Addentrandoci poi nelle celle sotterranee del Forte – che, a differenza delle scorse edizioni, ospitano ognuna un progetto singolo, rendendo la visita al Festival meno avventurosa e selvaggia ma anche meno claustrofobicamente affollata di autori non valorizzati – troviamo: i sofisticati disegni al cianotipo di PICA; le magliette “schizzate di idee” di T-Squirt (“che il flusso di idee sia libero, che la sua potenza inebri di gioia le secche e aride distese delle nostre vite”); gli esilaranti ritratti vomitosi di Baba Fregapane, fatti in presa diretta dall’autrice a chi si trova a sostare nella sua cella e che, ovviamente, ci restituiscono un’immagine quanto mai orribile di noi stessi; una sezione di manifesti politici e grafiche contemporanee dal Messico a cura di Cernà ruka (Black Hand) di Praga, con opere di Gran OM, Beatriz Aurora, Grafica de Lucha, ASARO e M68 (Escuela de cultura Popular de los Matires del 68). E ancora, nel programma ricchissimo di concerti, incontri, workshops, films e videogiochi, c’è Carles G.O’D. che presenta il suo progetto inedito “Il cielo è una città molto simile a Shagaluf” (“Heaven is a Town much like Shagaluf”), nel quale l’artista fa una ricognizione di cosa sia il “Magaluf”, la zona dell’Isola di Maiorca celebre per i suoi eccessi, gli scandali e le orde di giovani britannici alla ricerca di ferie economiche ed esotiche.
OLTRE IL FESTIVAL, OLTRE L’OPPOSIZIONE
Il Crack! non è un Festival nel senso tradizionale del termine, con autori/produttori da una parte e fruitori/compratori dall’altra. E questo non solo perché si svolge in un luogo occupato (dal 1986).
Per quattro giorni il Forte Prenestino si trasforma in un vero e proprio villaggio utopico di produzione creativa, dialogo e divertimento, nel quale chi sta dietro il tavolo per vendere (o disegnare) la propria fanzine è anche impegnato in workshops, partecipa agli eventi, mette in piedi nuovi progetti, balla sotto il palco, compra le produzioni altrui.

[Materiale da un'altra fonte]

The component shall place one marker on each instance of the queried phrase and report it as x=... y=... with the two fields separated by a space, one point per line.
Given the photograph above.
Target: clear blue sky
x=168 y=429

Appuntamento imprescindibile per gli addetti del settore che vogliono incontrare giovani emergenti (l’esempio più recente ed eclatante è quello di Tony Cheung, sbarcato al Crack! nel 2014 e approdato 4 anni dopo come una superstar all’Outdoor Festival), con i suoi 500 artisti partecipanti e 10.000 visitatori, il Festival è il frutto di una fitta rete di autori e individui che sostengono e frequentano il mondo delle produzioni indipendenti (“Crack! è il festival autoprodotto e autoconvocato di fumetto e arte stampata e disegnata più importante del pianeta Terra” si legge nel sito web). Non prevede direttori artistici, selezioni o esclusioni, rifiuta il copyright e sostiene le pratiche “plagiariste” e di mash-up (ovviamente tutto avviene seguendo delle regole, cioè le licenze Creative Commons).
“Noi non abbiamo prezzi fissi, è una donazione; consigliamo una cifra che rientra in una fascia e poi decidi tu quanto puoi e quanto valore vuoi dare ad un determinato libro” ci racconta Bambi Kramer, artista, illustratrice, cuore pulsante del Crack! e Fortepressa. “Per esempio ad una fanzine in fascia tra i 20 e 25 euro, può corrispondere una
donazione di 200 o essere portata via gratuitamente. Si tratta di un sistema economico che si adatta alla produzione processuale, e non a quella progettuale che necessita invece di un budget. Sviluppa una capacità di riciclo non solo di materiali ma anche delle idee. Masticare una esperienza e creare qualcosa, darle un principio vitale”.